There were relatively few side effects of vaccination. The proportion of subjects who reported one or more injection-site adverse events was higher in the vaccine group than in the placebo group (84.4% vs. 77.9%), with the most common event being injection-site pain (risk difference, 6.5 percentage points; 95% CI, 1.4 to 11.7) (Table 4Table 4Adverse Events.). One subject in the placebo group discontinued participation owing to a serious injection-related adverse event (hypersensitivity). The proportions of women reporting serious adverse events were similar in the two treatment groups. (All systemic and serious adverse events, categorized by organ system and treatment group, are provided in Tables 5 and 6 of the Supplementary Appendix.) Within these categories, there were nominally significant differences in the percentages of subjects in the vaccine group and the placebo group who reported seasonal allergies (10 in the vaccine group and 2 in the placebo group [risk difference, 1.8; 95% CI, 0.3 to 3.7]) and neck pain (2 in the vaccine group and 10 in the placebo group [risk difference, −1.8; 95% CI, −3.7 to −0.3]). No multiplicity adjustments were made for these comparisons. Adverse-event profiles were generally similar for women with and without antibodies to one or more of the vaccine-related HPV types at enrollment.

Pregnancy was reported in 1053 subjects in the vaccine group and 1106 in the placebo group. For all phase 3 trials of the quadrivalent vaccine combined (Table 2 of the Supplementary Appendix), 1396 subjects in the vaccine group (13%) and 1436 in the placebo group (16%) had become pregnant, and outcomes were available for approximately 82%. The proportions of women with live births, difficulties with delivery, spontaneous abortions, and late fetal deaths were similar in the two study groups. Congenital anomalies were reported for 41 infants and 6 fetuses (25 in the vaccine group and 22 in the placebo group) (Table 3 of the Supplementary Appendix). A review by an external specialist who was unaware of study-group assignments concluded that the types of anomalies observed were diverse and consistent with those generally seen in young women.16

Further analyses were done to evaluate pregnancies with an estimated date of conception either within 30 days after any vaccination or more than 30 days after any vaccination (Table 4 of the Supplementary Appendix). For pregnancies with an estimated date of conception within 30 days after any vaccination, 19 of 112 in the vaccine group and 26 of 115 in the placebo group resulted in a spontaneous abortion (risk difference, −5.6; 95% CI, −16.1 to 4.8). Of the live-born infants, five were found to have a congenital anomaly (five in the vaccine group and none in the placebo group [risk difference, 4.5; 95% CI, 1.1 to 10.1]).

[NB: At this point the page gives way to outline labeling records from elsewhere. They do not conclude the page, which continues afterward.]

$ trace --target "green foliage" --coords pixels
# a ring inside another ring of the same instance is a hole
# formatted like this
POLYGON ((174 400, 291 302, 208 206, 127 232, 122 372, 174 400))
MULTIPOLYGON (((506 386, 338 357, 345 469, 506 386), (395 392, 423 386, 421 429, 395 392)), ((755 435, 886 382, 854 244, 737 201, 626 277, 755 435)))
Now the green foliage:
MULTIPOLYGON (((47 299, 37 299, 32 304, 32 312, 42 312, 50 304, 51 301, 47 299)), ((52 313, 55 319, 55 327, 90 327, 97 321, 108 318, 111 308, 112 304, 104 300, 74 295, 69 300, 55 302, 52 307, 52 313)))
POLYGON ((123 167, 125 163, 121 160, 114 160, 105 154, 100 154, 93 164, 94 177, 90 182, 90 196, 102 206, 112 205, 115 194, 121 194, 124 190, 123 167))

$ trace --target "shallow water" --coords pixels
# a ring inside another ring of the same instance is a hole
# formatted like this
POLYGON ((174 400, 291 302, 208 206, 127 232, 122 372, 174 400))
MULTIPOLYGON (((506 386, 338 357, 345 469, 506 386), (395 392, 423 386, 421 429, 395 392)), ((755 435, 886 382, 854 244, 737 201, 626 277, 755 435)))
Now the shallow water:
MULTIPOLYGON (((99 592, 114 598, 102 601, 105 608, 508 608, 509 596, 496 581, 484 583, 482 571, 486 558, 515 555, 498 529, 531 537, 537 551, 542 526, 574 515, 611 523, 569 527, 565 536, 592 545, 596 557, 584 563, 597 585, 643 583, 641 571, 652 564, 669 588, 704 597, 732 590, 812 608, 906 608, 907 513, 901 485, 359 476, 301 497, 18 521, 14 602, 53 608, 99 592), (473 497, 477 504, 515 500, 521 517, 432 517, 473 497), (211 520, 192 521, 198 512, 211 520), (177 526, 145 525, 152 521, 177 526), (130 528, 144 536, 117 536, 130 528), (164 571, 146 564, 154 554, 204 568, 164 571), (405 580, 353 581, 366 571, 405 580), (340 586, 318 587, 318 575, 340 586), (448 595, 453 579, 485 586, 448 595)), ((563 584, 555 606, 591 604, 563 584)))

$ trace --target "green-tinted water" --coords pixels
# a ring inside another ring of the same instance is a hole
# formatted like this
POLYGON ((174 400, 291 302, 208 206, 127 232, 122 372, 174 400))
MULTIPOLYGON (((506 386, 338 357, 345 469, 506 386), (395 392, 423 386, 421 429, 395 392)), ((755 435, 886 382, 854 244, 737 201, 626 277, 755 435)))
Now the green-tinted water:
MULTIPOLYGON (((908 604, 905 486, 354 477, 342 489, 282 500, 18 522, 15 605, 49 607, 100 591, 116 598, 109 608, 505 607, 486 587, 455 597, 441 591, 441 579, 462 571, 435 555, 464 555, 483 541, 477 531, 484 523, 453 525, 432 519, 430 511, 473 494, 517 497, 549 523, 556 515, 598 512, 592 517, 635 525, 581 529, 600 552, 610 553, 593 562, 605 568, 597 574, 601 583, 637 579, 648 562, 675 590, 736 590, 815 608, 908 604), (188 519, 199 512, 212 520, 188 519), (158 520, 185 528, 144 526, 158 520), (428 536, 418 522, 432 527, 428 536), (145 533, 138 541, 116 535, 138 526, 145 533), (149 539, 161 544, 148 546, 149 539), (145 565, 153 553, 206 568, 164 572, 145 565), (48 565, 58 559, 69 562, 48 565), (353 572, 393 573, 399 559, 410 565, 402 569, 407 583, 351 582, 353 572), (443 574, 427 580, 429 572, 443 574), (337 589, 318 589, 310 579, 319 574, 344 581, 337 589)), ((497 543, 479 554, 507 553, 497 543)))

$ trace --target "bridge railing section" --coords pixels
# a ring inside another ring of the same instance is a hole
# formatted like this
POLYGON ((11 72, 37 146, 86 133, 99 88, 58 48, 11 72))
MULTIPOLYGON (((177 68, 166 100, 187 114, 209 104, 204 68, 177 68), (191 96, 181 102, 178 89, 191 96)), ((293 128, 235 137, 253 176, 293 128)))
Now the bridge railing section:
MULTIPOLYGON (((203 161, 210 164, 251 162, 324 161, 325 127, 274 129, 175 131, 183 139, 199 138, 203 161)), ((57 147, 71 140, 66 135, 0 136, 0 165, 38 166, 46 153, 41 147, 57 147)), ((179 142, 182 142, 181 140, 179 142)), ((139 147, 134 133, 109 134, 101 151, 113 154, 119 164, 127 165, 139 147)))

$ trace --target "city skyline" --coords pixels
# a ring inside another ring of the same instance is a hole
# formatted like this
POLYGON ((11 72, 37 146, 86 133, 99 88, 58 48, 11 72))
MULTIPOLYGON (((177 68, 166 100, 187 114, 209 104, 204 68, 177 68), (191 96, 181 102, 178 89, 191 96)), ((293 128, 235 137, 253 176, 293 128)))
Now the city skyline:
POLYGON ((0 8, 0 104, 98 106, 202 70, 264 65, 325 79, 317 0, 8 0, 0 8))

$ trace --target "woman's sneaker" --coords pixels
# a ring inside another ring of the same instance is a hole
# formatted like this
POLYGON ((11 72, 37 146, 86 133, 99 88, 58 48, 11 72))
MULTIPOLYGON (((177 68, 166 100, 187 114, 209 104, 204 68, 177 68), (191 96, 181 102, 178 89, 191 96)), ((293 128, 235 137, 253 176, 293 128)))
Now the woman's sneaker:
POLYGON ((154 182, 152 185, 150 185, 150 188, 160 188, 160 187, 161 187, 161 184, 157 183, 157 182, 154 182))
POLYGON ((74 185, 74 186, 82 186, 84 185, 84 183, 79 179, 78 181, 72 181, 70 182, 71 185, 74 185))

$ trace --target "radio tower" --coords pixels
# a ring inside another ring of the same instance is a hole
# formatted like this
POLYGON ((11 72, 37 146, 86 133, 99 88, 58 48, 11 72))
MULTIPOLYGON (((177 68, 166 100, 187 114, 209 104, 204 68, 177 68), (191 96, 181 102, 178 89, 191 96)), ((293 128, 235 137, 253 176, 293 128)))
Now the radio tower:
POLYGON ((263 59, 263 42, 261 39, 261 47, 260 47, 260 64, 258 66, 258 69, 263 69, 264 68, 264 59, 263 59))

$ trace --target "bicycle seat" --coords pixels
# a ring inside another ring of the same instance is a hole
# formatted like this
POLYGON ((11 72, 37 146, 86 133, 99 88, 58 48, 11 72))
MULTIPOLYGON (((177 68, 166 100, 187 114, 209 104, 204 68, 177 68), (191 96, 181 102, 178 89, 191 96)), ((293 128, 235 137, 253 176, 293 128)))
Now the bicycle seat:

The congenital anomalies observed in these five infants were relatively common and pathogenetically unrelated, suggesting different causes. For pregnancies with an estimated date of conception of more than 30 days after any vaccination, 266 of 1198 in the vaccine group and 283 of 1218 in the placebo group resulted in a spontaneous abortion (risk difference, −1.0; 95% CI, −4.4 to 2.3). A total of 20 infants or fetuses whose mothers were in the vaccine group and 22 whose mothers were in the placebo group were found to have a congenital anomaly (risk difference, −0.1; 95% CI, −1.2 to 1.0).

Discussion

When administered to subjects who had not been previously exposed to either HPV-16 or HPV-18, the prophylactic HPV vaccine was highly effective (98%) in preventing HPV-16–related and HPV-18–related cervical intraepithelial neoplasia grade 2 or 3 and adenocarcinoma in situ. Efficacy was lower (44%) for the population of all women who had undergone randomization, which also included subjects who had HPV-16–related or HPV-18–related cervical intraepithelial neoplasia or infection with HPV-16 or HPV-18 before the first injection. Although prevention of invasive cervical cancer is the main goal of prophylactic HPV vaccination, it is ethically unacceptable to use invasive cancer as the end point in efficacy trials. Cervical intraepithelial neoplasia grade 3 and adenocarcinoma in situ,12 which the International Federation of Obstetrics and Gynecology classifies as stage 0 noninvasive cervical cancers,17 are clinically important outcomes because they are likely to persist18-20 and may become invasive without treatment. Although a histologic diagnosis of cervical intraepithelial neoplasia grade 2 is less reproducible and spontaneous regression is more common than for grade 3,19,20 this lesion is also considered to be high grade.12

We took several steps to enhance accuracy, reproducibility, and generalizability of our findings. To ensure high sensitivity for histologic end points, colposcopists were instructed to biopsy all discrete abnormal areas; for high specificity, HPV-16 and HPV-18 DNA had to be detected in tissue sections. Histologic diagnoses were determined by a panel of expert gynecologic pathologists who were unaware of other clinical and laboratory data. Generalizability was enhanced by enrolling women from both developed and developing nations and by using standard Papanicolaou screening and management algorithms.21,22 Prophylactic vaccine efficacy was high for all four geographic regions and for all ethnic or racial groups and was similar to efficacy estimates from phase 2 trials of HPV-16 and HPV-18 infection,10,23 indicating the robustness of our findings.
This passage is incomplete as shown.